Who else can tell the story about the true costs of US wars abroad? As Chris Hedges said that evening, vets carry the wounds of war around for the rest of their lives.
The monument is made of of translucent blocks, inscribed with GI letters sent back home. Someone received and read each one of these letters. Some of the writers returned home and some did not. The letters spoke to me about the relationships that are strained and sometimes broken by war, all part of the real cost of American's wars for empire.


"One thing that worries me... Will people believe me? 
Will they want to hear about it, or will they want
to forget the whole thing ever happened?" 

Lt. J.G. Richard W. Strandberg 
River Patrol Section 522 
U.S. Navy Mekong Delta

Inferior and dangerous?



Guest: Dr. Alice Green, former Executive Director of The Center for Law and Justice and past candidate for Lieutenant Governor on the Green Party line, talks about why our country's mass incarceration is racism. (prerecorded)
Dr. Green's talk is from the End the New Jim Crow workshop that was given in Poughkeepsie. While incarceration rates in America are astounding compared to other countries, there is even more going on.

Mass incarceration is a moneymaker for private corporations, and we have seen how effective the weapons makers have been in pushing for endless wars. America is a corporate ruled state, so that policies about energy, foreign relations, healthcare, and media communications are all written by corporate lobbyists. Why would our prison system be any different? A chart of US wars in the last decade would look very much like the one above. So would the cost of healthcare and the percentage of our population denied health coverage.

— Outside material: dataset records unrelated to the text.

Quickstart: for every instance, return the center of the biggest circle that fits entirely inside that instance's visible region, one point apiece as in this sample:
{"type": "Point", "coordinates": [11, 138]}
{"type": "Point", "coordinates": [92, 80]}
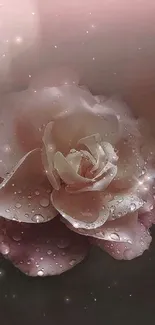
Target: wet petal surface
{"type": "Point", "coordinates": [127, 251]}
{"type": "Point", "coordinates": [41, 250]}
{"type": "Point", "coordinates": [25, 194]}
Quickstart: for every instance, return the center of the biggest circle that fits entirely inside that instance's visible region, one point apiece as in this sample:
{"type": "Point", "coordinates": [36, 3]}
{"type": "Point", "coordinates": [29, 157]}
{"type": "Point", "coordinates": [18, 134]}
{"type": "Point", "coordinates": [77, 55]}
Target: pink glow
{"type": "Point", "coordinates": [109, 45]}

There was a point in Dr. Green's presentation, however, that went beyond the terrible costs of America's corporatism. She told the audience that African Americans are considered two things by the white majority: mentally inferior and dangerous. So will the mass incarceration of black men end when the corporate state is democratized? Or is there an underlying racism in our society that must be addressed before all races and ethnic groups are given their equal rights?